Wednesday, September 4, 2013
The Quiet Storm, which has served vegetarian fare for over a decade and helped launch the resurgence of Penn Avenue, is set to close this fall.
In an email to City Paper and a post on a local message board, owner Jill MacDowell has confirmed that her building's pending sale is prompting her to close the Friendship restaurant this October:
Yep, QS is leaving 5430 Penn in October 2013, our 12th anniversary month. Our future is unknown. The building is under sales agreement to another food establishment. Eviction has been looming a long time. It's made a hard life harder, and a good thing bittersweet. I'm proud of what we've accomplished. I hope to continue somehow, somewhere.
Under MacDowell -- a former alt-weekly editor turned caterer -- the Quiet Storm became a vegetarian café that was popular with City Paper readers, as well as an indie gathering place with a popular brunch. For several years, it also served as a music venue.
Its closure will come a half year after the shuttering of another touchstone in the East End scene, East Liberty's Shadow Lounge. Throughout the early 2000s, the two businesses heralded the resurgence of struggling East End business districts; now it seems neither will be part of the area's growing success.
Rick Swartz, the executive director of the Bloomfield Garfield Corporation, laments the Storm's pending departure.
"It's a business that drew another generation to Penn Avenue, a generation that wouldn't have found its way here otherwise," says Swartz, whose community-development group has long been active along Penn. "The arts venues have done that too, but much of that was in the wake of the Quiet Storm coming here."
Swartz says the Storm attracted younger residents who "weren't looking for a pristine commercial district like [Shadyside's] Walnut Street": The challenge for his group now, he says, is to maintain and build upon Penn's own ability to serve a mix of residents.
The Quiet Storm's building is owned by Friendship Development Associates, a once-active but now defunct community redevelopment group. The building is being purchased by a local restaurateur whom Swartz would not identify, except to say "he has a successful restaurant in the city already, and his family is helping him finance this." The new site will "bring a restaurant that will probably cater to a broader spectrum of people, which some people think is great, while others won't." In either case, while the restaurant will not be a chain, Swartz says, "It will look like a restaurant you might find in a lot of other places."

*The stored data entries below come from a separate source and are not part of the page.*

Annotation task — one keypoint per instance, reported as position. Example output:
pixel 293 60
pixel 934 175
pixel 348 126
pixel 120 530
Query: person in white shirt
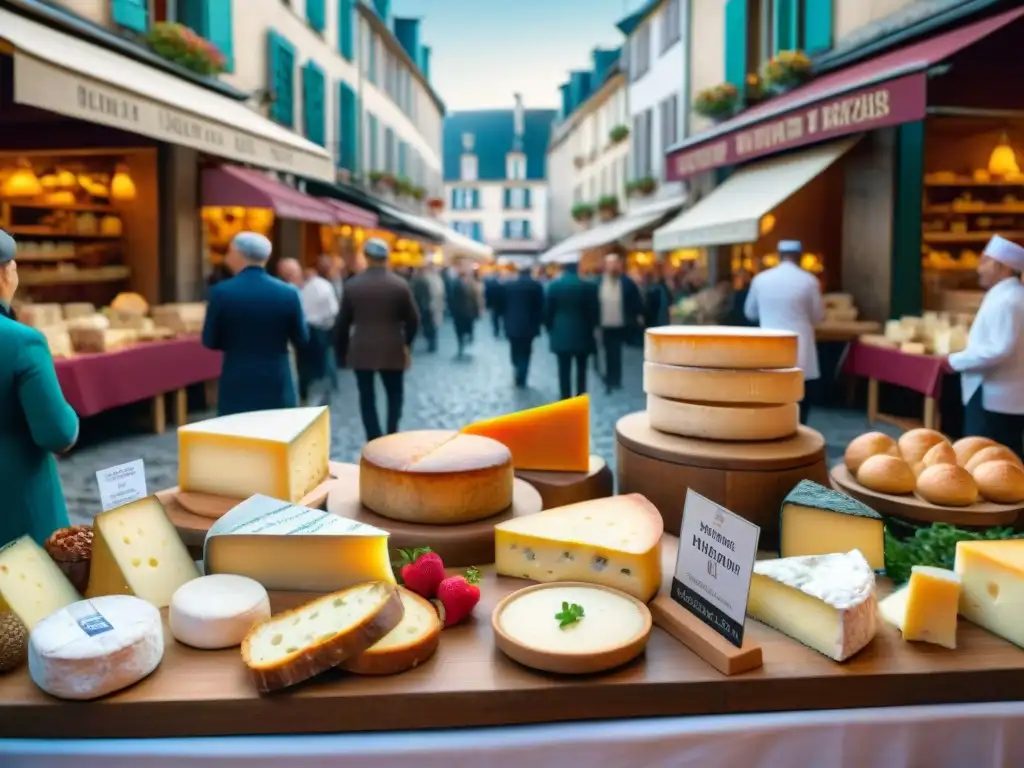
pixel 788 298
pixel 991 367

Swartz says his organization tried to find a new home for the Quiet Storm along Penn, to no avail.
"We came up dry. We approached a number of property owners with vacant storefronts. Some were interested, but [the buildings] needed a plethora of things done for them. Other times, the storeroom could have accommodated her, but they weren't interested in leasing -- not just to her, but to anybody.
"It was disappointing, because there were some locations that could have done well for the Quiet Storm," Swartz continues. "It's a challenge we've confronted on Penn Avenue for the last 30 years: talking to people who think they've got something you want badly, and they are holding out for some ransom." And it's only gotten worse as the East End has become increasingly prosperous -- thanks in part to the Quiet Storm. "Suddenly, the wind is scented with money," Swartz says, and building owners feel like time is on their side. "It's the downside of neighborhoods returning to some level of normalcy, and a commentary about where the real-estate market is today."